See the (sorry for the bad documentation) documentation here: https://vindaar.github.io/ggplotnim/formula.html#summarize%2CDataFrame%2Cvarargs%5BFormulaNode%5D

summarize is useful if you want to combine this with some other operation. Especially group_by is special in that regard. If a grouped data frame is handed to summarize the operation will be done for each group! So if you had a DF with a classification column "class" with elements {"A", "B", "C", "D"}:

echo df.group_by("class").summarize(f{"X_mean" ~ mean("X")})

the result would be the means of the 4 classes.

Let me know if this answers your question!

lf-araujo commented 4 years ago

This completely solve my issue. Thanks.

I think what you are doing is a great service to Nim already.

Also make sure to set up a support github link and a Brave BAT account.

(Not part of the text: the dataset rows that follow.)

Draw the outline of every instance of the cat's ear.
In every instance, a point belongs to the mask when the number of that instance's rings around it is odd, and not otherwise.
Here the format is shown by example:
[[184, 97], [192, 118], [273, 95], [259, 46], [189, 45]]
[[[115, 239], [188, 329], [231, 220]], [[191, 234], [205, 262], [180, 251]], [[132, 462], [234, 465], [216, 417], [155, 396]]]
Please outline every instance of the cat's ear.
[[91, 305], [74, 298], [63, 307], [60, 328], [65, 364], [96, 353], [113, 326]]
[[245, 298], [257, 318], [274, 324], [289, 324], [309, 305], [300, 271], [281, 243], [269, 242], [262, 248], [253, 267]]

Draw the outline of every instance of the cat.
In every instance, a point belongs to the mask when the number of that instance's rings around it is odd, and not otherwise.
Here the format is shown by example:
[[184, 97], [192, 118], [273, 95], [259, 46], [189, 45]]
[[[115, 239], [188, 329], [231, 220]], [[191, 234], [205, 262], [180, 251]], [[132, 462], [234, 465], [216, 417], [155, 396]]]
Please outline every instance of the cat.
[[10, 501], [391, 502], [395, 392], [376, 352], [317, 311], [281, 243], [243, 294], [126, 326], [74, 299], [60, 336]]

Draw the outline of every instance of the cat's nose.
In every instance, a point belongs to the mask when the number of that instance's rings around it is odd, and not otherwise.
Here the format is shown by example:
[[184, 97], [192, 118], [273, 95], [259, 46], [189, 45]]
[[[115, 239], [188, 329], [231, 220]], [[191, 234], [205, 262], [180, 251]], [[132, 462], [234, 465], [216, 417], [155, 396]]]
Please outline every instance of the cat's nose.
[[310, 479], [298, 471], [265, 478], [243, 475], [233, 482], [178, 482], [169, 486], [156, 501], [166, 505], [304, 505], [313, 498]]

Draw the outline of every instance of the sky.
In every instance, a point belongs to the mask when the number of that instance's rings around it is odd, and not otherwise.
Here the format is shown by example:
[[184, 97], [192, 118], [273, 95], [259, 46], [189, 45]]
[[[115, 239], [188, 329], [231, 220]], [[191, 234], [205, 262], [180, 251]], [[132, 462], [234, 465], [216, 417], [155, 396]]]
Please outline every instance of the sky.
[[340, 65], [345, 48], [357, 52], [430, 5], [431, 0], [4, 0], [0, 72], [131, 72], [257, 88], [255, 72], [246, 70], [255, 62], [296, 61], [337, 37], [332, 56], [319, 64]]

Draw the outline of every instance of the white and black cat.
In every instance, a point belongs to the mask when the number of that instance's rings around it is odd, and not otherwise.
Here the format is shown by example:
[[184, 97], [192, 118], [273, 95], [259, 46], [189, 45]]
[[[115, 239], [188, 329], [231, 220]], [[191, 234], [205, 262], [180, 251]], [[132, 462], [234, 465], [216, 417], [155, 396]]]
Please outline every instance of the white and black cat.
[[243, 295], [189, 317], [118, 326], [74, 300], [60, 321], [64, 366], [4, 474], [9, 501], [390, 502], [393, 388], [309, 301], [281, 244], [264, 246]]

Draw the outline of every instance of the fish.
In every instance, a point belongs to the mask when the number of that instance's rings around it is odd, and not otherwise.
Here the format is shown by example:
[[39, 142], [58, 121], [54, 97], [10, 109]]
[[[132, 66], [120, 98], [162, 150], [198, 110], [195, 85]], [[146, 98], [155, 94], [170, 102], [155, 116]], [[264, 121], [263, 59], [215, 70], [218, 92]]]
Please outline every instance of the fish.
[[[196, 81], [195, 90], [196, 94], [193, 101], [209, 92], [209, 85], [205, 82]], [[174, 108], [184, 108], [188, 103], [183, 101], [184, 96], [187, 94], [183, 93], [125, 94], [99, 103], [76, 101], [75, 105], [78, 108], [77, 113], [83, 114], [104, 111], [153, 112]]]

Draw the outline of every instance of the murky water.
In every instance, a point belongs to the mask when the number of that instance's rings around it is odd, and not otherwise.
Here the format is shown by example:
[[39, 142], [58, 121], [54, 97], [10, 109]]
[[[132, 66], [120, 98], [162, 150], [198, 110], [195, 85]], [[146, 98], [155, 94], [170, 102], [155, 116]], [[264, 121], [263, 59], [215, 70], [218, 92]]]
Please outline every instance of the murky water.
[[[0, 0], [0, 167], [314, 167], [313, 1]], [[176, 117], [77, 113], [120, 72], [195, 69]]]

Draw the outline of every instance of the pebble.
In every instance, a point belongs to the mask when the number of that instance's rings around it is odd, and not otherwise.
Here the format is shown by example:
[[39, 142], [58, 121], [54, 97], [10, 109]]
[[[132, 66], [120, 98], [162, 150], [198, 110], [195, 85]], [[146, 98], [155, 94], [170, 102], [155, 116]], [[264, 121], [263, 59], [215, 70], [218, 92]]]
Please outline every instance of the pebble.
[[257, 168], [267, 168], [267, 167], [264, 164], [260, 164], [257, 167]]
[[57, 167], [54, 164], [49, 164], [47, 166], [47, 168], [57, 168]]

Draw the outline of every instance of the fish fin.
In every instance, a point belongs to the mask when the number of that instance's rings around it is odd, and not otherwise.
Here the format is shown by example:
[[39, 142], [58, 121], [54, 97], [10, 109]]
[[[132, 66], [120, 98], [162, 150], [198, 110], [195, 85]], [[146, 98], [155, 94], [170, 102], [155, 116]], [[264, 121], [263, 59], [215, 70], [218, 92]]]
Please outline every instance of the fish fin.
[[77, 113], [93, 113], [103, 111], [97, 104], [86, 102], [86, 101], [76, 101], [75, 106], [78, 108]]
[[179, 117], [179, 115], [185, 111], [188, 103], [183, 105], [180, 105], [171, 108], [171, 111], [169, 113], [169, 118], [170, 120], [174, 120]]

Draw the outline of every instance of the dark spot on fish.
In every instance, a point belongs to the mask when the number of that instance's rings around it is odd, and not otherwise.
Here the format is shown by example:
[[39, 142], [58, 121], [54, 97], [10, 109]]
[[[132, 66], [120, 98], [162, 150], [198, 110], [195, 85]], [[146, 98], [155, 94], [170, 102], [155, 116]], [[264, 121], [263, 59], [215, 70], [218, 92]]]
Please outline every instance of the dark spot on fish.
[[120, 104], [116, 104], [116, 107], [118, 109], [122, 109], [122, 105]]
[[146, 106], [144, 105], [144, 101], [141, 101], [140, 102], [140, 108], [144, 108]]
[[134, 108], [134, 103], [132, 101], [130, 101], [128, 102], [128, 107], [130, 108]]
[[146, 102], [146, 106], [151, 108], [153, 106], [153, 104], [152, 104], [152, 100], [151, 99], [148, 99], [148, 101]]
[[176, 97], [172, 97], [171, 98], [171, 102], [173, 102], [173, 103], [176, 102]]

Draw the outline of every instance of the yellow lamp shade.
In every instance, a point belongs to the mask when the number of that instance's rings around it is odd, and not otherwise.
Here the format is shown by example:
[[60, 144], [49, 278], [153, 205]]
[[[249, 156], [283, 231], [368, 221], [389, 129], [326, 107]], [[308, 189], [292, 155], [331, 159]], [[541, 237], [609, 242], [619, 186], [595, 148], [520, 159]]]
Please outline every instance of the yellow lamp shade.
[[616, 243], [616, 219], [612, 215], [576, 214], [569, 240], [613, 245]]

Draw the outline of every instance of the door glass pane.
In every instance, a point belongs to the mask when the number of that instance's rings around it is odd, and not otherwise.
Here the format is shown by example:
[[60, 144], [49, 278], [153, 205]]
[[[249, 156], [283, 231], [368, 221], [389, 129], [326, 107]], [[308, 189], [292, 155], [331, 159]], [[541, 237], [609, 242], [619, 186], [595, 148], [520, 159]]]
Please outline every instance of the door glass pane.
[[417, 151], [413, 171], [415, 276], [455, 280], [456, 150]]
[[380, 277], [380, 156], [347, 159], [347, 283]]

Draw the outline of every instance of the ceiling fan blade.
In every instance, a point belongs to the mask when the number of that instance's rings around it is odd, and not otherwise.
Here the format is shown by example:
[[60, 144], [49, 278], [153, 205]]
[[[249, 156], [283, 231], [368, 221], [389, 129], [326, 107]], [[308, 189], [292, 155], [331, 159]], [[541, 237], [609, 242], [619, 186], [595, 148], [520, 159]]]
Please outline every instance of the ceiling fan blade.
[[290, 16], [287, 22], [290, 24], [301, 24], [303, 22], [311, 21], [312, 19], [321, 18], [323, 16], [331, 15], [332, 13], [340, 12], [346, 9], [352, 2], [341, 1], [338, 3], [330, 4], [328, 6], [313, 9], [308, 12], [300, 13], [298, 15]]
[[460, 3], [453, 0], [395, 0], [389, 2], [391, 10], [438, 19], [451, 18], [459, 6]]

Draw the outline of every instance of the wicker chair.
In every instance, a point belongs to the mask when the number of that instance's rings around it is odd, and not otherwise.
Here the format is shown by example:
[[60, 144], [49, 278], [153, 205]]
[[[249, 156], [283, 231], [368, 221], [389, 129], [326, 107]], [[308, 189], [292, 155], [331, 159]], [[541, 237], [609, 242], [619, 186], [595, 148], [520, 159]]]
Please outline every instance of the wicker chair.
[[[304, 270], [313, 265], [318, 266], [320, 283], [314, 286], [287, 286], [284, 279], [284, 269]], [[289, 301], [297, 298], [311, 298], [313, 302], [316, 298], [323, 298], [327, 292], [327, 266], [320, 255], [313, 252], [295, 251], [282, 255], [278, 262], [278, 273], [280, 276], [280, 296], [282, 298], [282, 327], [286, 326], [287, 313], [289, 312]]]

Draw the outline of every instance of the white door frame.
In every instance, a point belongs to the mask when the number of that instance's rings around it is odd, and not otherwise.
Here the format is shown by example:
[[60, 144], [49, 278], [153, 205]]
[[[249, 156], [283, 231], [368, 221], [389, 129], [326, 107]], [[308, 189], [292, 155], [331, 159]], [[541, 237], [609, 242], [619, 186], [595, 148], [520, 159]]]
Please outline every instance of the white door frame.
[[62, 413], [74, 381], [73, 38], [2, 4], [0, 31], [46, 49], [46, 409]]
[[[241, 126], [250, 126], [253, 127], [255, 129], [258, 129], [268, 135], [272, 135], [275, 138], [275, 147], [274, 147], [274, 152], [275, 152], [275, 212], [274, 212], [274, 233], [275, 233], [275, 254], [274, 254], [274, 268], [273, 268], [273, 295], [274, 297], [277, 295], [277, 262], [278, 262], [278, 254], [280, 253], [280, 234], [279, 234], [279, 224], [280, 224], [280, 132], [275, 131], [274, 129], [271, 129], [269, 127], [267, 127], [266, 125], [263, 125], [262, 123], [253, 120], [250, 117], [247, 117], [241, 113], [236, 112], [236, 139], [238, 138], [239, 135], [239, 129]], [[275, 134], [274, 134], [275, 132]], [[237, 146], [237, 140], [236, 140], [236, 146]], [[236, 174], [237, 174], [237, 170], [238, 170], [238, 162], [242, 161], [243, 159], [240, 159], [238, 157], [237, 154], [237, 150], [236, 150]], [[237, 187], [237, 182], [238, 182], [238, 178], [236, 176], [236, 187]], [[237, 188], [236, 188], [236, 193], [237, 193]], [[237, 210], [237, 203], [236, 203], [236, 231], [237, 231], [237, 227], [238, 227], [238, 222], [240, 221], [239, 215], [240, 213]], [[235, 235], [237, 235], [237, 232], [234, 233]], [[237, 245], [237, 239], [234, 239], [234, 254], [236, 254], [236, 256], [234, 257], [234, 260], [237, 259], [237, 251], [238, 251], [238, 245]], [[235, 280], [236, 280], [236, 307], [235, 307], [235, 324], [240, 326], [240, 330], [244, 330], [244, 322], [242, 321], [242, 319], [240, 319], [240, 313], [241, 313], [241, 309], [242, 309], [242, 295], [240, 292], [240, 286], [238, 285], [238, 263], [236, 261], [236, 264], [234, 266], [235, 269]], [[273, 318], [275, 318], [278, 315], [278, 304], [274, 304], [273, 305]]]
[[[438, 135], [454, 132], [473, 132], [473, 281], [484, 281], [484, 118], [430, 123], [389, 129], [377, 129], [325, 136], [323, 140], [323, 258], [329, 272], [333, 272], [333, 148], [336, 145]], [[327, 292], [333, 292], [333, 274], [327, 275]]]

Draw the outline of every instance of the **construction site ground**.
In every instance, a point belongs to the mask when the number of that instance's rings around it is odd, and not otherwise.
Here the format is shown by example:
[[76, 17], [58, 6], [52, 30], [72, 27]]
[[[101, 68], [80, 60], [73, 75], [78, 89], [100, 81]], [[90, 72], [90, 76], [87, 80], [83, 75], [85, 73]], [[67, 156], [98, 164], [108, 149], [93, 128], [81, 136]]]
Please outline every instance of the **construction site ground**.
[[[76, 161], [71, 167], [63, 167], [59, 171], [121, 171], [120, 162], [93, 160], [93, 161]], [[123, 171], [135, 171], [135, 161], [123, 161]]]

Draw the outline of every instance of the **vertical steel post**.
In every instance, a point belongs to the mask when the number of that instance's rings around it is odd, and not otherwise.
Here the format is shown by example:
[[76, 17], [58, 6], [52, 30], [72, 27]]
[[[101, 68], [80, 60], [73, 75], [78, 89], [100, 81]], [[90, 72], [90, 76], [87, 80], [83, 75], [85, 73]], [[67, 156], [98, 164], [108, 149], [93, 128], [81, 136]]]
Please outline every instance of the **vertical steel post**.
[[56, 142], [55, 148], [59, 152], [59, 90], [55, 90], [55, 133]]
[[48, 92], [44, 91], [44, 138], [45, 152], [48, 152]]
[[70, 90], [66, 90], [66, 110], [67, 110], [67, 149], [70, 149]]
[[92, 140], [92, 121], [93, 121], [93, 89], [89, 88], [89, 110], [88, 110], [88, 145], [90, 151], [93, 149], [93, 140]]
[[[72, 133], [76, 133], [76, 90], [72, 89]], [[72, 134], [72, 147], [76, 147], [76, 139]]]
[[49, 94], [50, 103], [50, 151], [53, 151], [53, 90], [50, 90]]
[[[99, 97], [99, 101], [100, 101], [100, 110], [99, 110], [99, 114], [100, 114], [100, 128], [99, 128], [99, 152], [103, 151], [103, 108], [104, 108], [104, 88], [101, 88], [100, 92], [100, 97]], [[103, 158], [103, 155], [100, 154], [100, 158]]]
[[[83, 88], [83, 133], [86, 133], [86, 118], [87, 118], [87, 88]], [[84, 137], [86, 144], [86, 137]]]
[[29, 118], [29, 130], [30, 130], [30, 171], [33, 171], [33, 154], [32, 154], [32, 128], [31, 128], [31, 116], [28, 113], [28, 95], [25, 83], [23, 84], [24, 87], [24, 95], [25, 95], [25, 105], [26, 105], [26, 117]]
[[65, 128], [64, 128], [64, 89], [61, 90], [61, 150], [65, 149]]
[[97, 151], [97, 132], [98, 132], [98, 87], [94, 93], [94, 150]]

lf-araujo commented 4 years ago

Here is a follow up question.

For:

echo df["X"].variance

I get:

image

Variance (from the stats module) expects an openArray, which I can't lift, it seems.

Also,

Vindaar commented 4 years ago

Ah, you're right. That's an omission on my part. Indeed, I haven't lifted any of the procs from the stats module.

edit2: Oh, wow. I completely missed:

which I can't lift,

I'll fix the lifting templates later today to work on openArray!

what lifting means?

Lifting in this context just means to take a proc with signature proc [T](s: seq[T]): T and turn it into one with proc (v: PersistentVector[Value]): Value. Or for scalar procs just to make it work on Value types (if the proc is generic proc [T](s: T): T it shouldn't even be required. But since many procs aren't the Scalar templates are there too).

before edit:

To use it you have to lift it by putting the following at top level in your code:

liftVectorFloatProc(variance)

edit: I'll add those sometime later today to the default lifted procs.

Could you please share a bitcoin address so I can donate? Also make sure to set up a support github link and a Brave BAT account.

That's very kind. I'll think about it!

Vindaar commented 4 years ago

Ok, finally on a computer to check this.

Lifting a proc that takes openArray works as expected. Maybe I misunderstood you and you meant it should be lifted automatically? In any case, I'll lift those by default now.

edit: ok, just pushed that change. The stats procs are now lifted by default. Once the CI passes, I'll push a new version.

edit2: new version with the changes is now tagged. The commit adding the lifted procs was: https://github.com/Vindaar/ggplotnim/commit/862c77ae693991970c2abc53ba1837c1f3d6b22c

lf-araujo commented 4 years ago

Thank you. Yes something odd happened on my side, I believe I was getting an error from the interactive Nim shell I was using yesterday.